In a hard voting scheme, the final prediction is the mode of the predictions of the individual classifiers.
In other words, each classifier casts a "vote" for its predicted class, and the class that receives the most votes is chosen as the final prediction.
This is equivalent to a simple majority vote.

In a soft voting scheme, the final prediction is the class with the highest probability of being predicted by the individual classifiers.
In other words, each classifier produces a set of probabilities for each class, and the probabilities are averaged across all the classifiers.
The class with the highest average probability is chosen as the final prediction.

In [None]:
from sklearn.ensemble import VotingClassifier
from sklearn.tree import DecisionTreeClassifier
from sklearn.linear_model import LogisticRegression
from sklearn.datasets import load_iris
from sklearn.model_selection import train_test_split
from sklearn.metrics import accuracy_score

# Load the Iris dataset and split it into training and testing sets
X, y = load_iris(return_X_y=True)
X_train, X_test, y_train, y_test = train_test_split(X, y, test_size=0.40, random_state=42)

# Define the base classifiers
clf1 = LogisticRegression(random_state=10, solver='lbfgs', max_iter=1000)
clf2 = DecisionTreeClassifier(random_state=42)

# Define the VotingClassifier with hard voting
voting_clf = VotingClassifier(estimators=[('lr', clf1), ('rf', clf2)], voting='hard')

# Train the LogisticRegression and RandomForestClassifier
clf1.fit(X_train, y_train)
clf2.fit(X_train, y_train)

# Evaluate the LogisticRegression and RandomForestClassifier on the testing set
y_pred1 = clf1.predict(X_test)
y_pred2 = clf2.predict(X_test)
accuracy1 = accuracy_score(y_test, y_pred1)
accuracy2 = accuracy_score(y_test, y_pred2)

# Train the VotingClassifier
voting_clf.fit(X_train, y_train)

# Evaluate the VotingClassifier on the testing set
y_pred = voting_clf.predict(X_test)
accuracy = accuracy_score(y_test, y_pred)

print(f'Accuracy logistic regression: {accuracy1:.3f}')
print(f'Accuracy random forest: {accuracy2:.3f}')
print(f'Accuracy voting classifier: {accuracy:.3f}')

## Week and strong learners

A weak learner is a model that performs only slightly better than random guessing.
For example, a decision tree with only one split or a linear regression model with a low degree polynomial can be considered weak learners.
Although weak learners may not perform well individually, they can be combined in various ways to create a strong learner.

A strong learner, on the other hand, is a model that can make accurate predictions on a given task with high confidence.
A strong learner can be created by combining multiple weak learners using ensemble methods such as boosting, bagging, and stacking.

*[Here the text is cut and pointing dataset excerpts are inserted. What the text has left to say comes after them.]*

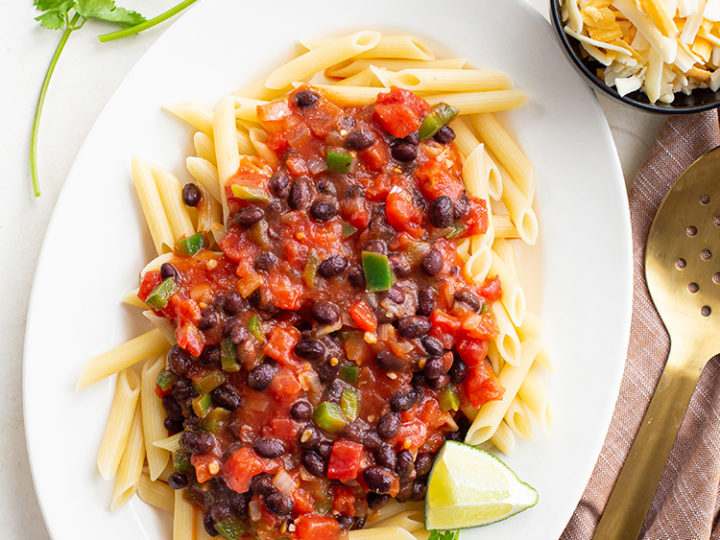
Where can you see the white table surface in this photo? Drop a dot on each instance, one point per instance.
(85, 78)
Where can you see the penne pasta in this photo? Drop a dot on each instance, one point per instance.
(117, 430)
(321, 57)
(153, 416)
(130, 468)
(122, 357)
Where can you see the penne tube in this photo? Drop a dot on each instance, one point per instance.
(349, 68)
(450, 80)
(153, 416)
(175, 209)
(117, 430)
(481, 102)
(507, 152)
(130, 468)
(156, 494)
(122, 357)
(197, 116)
(152, 206)
(510, 378)
(321, 57)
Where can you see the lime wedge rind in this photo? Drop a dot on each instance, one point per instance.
(469, 487)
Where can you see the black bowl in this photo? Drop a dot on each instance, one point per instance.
(700, 99)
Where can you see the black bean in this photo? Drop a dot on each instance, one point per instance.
(377, 479)
(227, 396)
(426, 301)
(440, 212)
(262, 484)
(434, 367)
(325, 312)
(239, 503)
(220, 511)
(405, 464)
(360, 139)
(306, 98)
(389, 425)
(376, 500)
(309, 437)
(414, 326)
(386, 456)
(403, 151)
(458, 371)
(439, 382)
(233, 303)
(389, 362)
(197, 442)
(261, 377)
(191, 194)
(403, 401)
(279, 185)
(299, 197)
(178, 360)
(432, 262)
(461, 205)
(333, 266)
(323, 210)
(419, 489)
(445, 135)
(301, 410)
(356, 277)
(208, 318)
(209, 525)
(423, 463)
(249, 216)
(279, 503)
(269, 448)
(376, 246)
(265, 261)
(177, 481)
(168, 270)
(469, 298)
(172, 408)
(310, 348)
(314, 463)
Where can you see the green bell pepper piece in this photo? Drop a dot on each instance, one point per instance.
(255, 328)
(202, 404)
(349, 373)
(191, 245)
(449, 399)
(165, 380)
(329, 416)
(338, 161)
(379, 275)
(251, 194)
(161, 294)
(441, 114)
(228, 350)
(231, 528)
(349, 403)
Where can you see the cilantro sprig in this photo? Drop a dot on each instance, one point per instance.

In boosting, weak learners are trained sequentially, with each subsequent learner focused on the samples that the previous learner got wrong.
By doing so, boosting can increase the accuracy of the model and create a strong learner from a collection of weak learners.
Examples of boosting algorithms include AdaBoost and Gradient Boosting.

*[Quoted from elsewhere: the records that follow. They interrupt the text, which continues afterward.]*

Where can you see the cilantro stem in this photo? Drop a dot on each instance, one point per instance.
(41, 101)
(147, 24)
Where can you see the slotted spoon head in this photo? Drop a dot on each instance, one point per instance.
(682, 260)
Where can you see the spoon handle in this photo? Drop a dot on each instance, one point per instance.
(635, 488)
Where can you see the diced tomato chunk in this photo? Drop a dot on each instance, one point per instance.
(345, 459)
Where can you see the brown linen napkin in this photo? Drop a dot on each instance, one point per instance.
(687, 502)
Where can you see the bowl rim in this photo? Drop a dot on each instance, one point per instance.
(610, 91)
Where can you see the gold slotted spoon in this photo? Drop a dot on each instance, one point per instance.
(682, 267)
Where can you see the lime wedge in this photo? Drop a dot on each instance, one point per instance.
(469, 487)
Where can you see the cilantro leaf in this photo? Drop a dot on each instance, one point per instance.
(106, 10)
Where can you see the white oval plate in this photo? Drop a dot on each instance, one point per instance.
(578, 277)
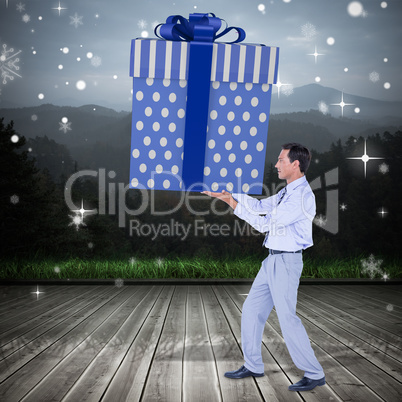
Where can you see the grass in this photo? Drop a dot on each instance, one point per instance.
(148, 268)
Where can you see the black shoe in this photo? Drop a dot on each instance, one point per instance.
(306, 384)
(242, 372)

In bagging, weak learners are trained independently on different subsets of the data, and their predictions are aggregated using a voting scheme or an average.
Bagging can reduce the variance of the model and create a strong learner from a collection of unstable weak learners.
Examples of bagging algorithms include Bagging classifier (today) Random Forest and Extra Trees (will be covered next lecture).

# Exercises

1. Replace the `DecisionTreeClassifier` with another classifier (like a Support Vector Machine or a Random forest) or add an additional classifier to the ensemble. Observe how this change impacts the overall accuracy of the VotingClassifier.

2. Change the voting scheme from `hard` to `soft` and observe how this change impacts the overall accuracy of the VotingClassifier.

3. Use additional performance metrics (like precision, recall, F1-score, or confusion matrix) to evaluate the LogisticRegression, RandomForestClassifier, and VotingClassifier.